🤖 AI Summary
Humanoid robots require full-body motion control that simultaneously ensures diversity, robustness, and generalization in human-centered, complex environments. Existing teacher-student frameworks suffer from diversity loss during policy distillation and exhibit limited generalization to unseen motions. To address these limitations, we propose a CVAE-enhanced student policy framework: a conditional variational autoencoder (CVAE) is embedded within the policy network to explicitly model the latent diversity of human motions, and DAgger-based imitation learning is employed to improve adaptability and stability under partial observability. The resulting policy enables high-fidelity tracking of diverse motion sequences using a single unified model. In both simulation and real-robot experiments, our approach significantly outperforms an MLP baseline in motion quality, cross-motion generalization, and deployment robustness.
📝 Abstract
Humanoid robots must achieve diverse, robust, and generalizable whole-body control to operate effectively in complex, human-centric environments. However, existing methods, particularly those based on teacher-student frameworks often suffer from a loss of motion diversity during policy distillation and exhibit limited generalization to unseen behaviors. In this work, we present UniTracker, a simplified yet powerful framework that integrates a Conditional Variational Autoencoder (CVAE) into the student policy to explicitly model the latent diversity of human motion. By leveraging a learned CVAE prior, our method enables the student to retain expressive motion characteristics while improving robustness and adaptability under partial observations.
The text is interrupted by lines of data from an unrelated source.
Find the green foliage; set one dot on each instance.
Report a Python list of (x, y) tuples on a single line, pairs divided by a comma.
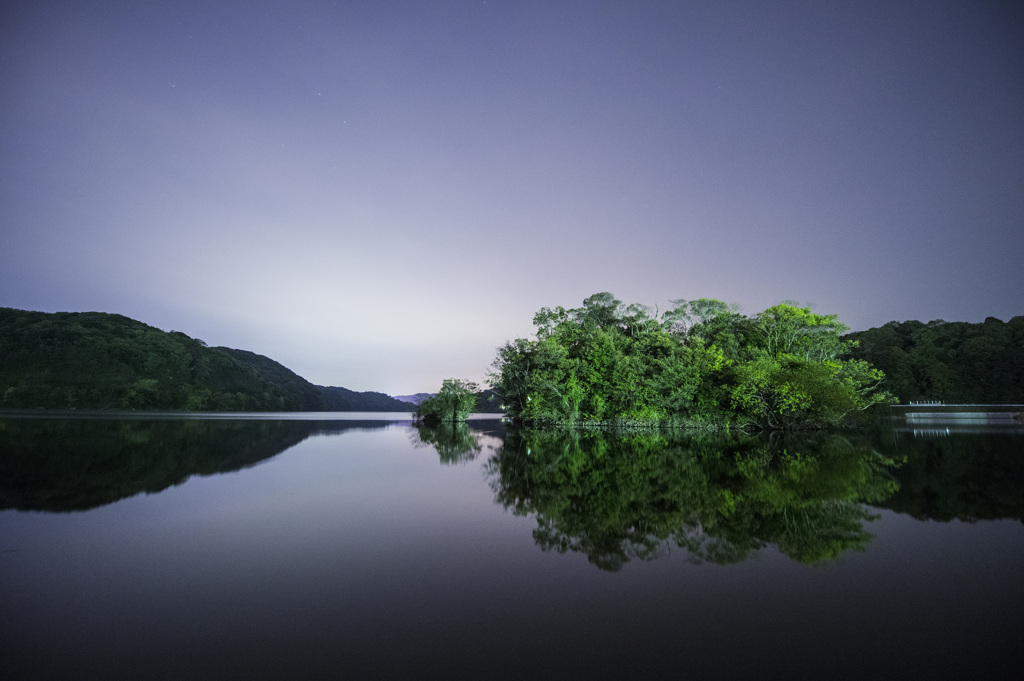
[(699, 363), (617, 498), (453, 402), (948, 362), (110, 362)]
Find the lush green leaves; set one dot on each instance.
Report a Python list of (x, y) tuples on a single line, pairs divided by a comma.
[(453, 402), (700, 362)]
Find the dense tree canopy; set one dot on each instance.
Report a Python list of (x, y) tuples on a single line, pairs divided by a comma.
[(699, 363), (452, 403), (951, 362)]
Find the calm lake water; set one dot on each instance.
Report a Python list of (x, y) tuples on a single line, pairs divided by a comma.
[(359, 546)]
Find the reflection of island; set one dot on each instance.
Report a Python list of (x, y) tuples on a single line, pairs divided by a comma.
[(78, 464), (617, 498), (458, 441), (963, 474)]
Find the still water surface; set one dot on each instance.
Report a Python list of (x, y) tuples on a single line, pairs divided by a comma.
[(359, 546)]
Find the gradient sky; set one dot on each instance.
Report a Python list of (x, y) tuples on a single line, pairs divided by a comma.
[(380, 194)]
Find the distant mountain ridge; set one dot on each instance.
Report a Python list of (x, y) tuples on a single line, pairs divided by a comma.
[(103, 360), (951, 362)]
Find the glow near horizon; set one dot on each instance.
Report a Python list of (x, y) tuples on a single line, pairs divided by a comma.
[(379, 196)]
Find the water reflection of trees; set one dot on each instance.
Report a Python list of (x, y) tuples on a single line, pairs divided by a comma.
[(74, 464), (455, 441), (621, 498)]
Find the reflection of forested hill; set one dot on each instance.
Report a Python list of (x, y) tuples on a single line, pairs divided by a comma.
[(77, 464), (721, 498), (953, 362), (970, 476), (99, 360)]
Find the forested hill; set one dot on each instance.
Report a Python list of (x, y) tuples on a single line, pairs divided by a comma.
[(101, 360), (952, 362)]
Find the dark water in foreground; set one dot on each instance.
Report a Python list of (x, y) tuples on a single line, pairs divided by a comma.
[(359, 547)]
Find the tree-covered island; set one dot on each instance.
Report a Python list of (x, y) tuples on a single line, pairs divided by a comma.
[(700, 364)]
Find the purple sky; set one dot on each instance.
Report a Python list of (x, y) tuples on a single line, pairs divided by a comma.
[(379, 194)]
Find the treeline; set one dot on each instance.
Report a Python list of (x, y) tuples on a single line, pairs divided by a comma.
[(101, 360), (699, 363), (952, 362)]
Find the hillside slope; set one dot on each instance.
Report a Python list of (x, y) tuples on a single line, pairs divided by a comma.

The result is a single policy capable of tracking a wide spectrum of whole-body motions with high fidelity and stability. Comprehensive experiments in both simulation and real-world deployments demonstrate that UniTracker significantly outperforms MLP-based DAgger baselines in motion quality, generalization to unseen references, and deployment robustness, offering a practical and scalable solution for expressive humanoid control.